Investors would receive 145 pence a share in cash, Fnac said in a statement on Thursday. That’s 10% more than Wednesday’s closing price. They also would have the option of receiving 4 Fnac shares for every 125 Darty shares they own.
Buying Darty would more than triple Fnac’s number of stores. By combining, the retailers would get cost savings and additional sales of at least €130m ($147m) annually, Fnac said, up from the bidder’s previous estimate of €85m tied only to lower expenses. Steinhoff, meanwhile, owns the Conforama furniture chain in France and would gain another 400 outlets in France, Belgium and the Netherlands from acquiring Darty.

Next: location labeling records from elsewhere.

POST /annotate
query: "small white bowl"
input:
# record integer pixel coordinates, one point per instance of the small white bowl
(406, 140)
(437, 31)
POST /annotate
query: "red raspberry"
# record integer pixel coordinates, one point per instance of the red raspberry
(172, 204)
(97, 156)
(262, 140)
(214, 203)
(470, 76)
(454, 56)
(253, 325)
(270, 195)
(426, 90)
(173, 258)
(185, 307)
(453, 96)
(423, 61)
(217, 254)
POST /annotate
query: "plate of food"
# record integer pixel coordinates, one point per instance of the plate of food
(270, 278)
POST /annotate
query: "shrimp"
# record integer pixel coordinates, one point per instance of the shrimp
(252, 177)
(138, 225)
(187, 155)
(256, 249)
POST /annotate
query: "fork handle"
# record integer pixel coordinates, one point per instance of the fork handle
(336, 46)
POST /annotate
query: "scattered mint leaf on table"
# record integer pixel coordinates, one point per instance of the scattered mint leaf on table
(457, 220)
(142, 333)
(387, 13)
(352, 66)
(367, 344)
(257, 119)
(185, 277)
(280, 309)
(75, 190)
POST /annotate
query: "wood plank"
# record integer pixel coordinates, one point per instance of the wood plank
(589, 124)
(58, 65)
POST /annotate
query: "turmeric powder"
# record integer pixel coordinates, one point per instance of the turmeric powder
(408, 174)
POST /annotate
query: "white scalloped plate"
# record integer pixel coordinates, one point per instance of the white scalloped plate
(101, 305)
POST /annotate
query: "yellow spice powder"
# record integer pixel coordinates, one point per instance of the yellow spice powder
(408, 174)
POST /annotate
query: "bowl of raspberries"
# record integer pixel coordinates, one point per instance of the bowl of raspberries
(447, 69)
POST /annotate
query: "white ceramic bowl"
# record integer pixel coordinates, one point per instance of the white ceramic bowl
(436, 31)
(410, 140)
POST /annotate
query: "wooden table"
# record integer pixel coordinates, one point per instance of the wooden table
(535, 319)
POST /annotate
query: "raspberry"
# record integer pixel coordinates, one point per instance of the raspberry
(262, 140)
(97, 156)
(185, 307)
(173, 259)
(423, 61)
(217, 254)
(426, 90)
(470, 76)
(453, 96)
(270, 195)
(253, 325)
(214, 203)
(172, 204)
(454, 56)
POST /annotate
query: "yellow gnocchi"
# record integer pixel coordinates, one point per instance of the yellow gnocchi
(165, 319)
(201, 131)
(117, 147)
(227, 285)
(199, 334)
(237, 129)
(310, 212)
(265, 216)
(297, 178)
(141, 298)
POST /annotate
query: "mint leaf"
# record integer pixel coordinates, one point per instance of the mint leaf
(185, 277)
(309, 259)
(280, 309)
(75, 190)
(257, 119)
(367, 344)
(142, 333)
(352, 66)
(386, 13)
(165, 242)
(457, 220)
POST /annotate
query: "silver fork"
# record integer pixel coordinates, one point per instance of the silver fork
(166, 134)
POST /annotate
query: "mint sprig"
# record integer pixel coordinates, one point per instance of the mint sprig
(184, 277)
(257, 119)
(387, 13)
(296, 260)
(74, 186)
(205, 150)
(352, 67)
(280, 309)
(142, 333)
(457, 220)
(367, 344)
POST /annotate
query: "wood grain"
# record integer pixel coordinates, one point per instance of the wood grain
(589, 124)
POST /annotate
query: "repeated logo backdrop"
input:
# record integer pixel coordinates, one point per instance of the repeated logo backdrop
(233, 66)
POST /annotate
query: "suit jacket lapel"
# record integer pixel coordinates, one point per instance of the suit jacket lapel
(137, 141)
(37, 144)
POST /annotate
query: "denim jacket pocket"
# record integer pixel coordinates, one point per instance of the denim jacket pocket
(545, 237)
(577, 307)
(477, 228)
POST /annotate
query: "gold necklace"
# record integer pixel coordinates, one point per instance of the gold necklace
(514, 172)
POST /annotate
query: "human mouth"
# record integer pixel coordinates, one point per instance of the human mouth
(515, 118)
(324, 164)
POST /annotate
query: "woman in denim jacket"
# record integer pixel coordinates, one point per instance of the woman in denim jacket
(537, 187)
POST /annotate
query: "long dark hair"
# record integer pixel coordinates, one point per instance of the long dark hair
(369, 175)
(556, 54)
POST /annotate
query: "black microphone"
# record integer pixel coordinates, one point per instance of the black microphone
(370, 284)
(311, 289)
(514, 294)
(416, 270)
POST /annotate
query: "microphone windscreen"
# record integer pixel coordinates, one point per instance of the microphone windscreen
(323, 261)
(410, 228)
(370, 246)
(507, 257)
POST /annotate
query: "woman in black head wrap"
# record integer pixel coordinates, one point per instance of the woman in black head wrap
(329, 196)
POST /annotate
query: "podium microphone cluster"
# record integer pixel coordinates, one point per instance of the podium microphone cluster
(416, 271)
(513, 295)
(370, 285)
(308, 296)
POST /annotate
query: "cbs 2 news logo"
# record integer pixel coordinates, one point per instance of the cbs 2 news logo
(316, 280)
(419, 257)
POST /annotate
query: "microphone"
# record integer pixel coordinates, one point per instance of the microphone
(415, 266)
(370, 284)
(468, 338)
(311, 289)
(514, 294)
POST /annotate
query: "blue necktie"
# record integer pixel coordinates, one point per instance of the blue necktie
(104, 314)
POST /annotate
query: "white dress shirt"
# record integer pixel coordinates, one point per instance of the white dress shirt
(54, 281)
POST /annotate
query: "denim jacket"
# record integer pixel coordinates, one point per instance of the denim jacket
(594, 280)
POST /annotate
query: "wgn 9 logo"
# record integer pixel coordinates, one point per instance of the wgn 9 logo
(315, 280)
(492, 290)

The increased synergies forecast by Fnac indicate that Steinhoff too may be able to book higher-than-expected cost savings from a deal, justifying a further increase in its bid, said Graham Renwick, an analyst at Exane BNP Paribas.
“This leaves some headroom for Steinhoff to come back with a higher offer, although beyond 160 pence returns start to diminish,” he wrote in a report today.
Darty jumped 13% to 149 pence at 08:10 in London, where the company is based. Fnac, which sells electronics, books and music and videos, dropped 3%t to €56.03 in Paris. Steinhoff rose 1.2% to €5.51 in Frankfurt.
Fnac’s earlier agreement to buy Darty for £673m was topped by Steinhoff, which late on Wednesday raised its offer to 138 pence a share. Investment managers have sold Steinhoff about 19.5% of Darty’s shares at that price, the company said in a statement.
Fnac, which is based in Ivry sur Seine, France, said shareholders with 22% of Darty’s stock have agreed to accept its share swap.
Vivendi said this month it’s buying 15% of Fnac in an alliance to cooperate in distribution, live events and digital services.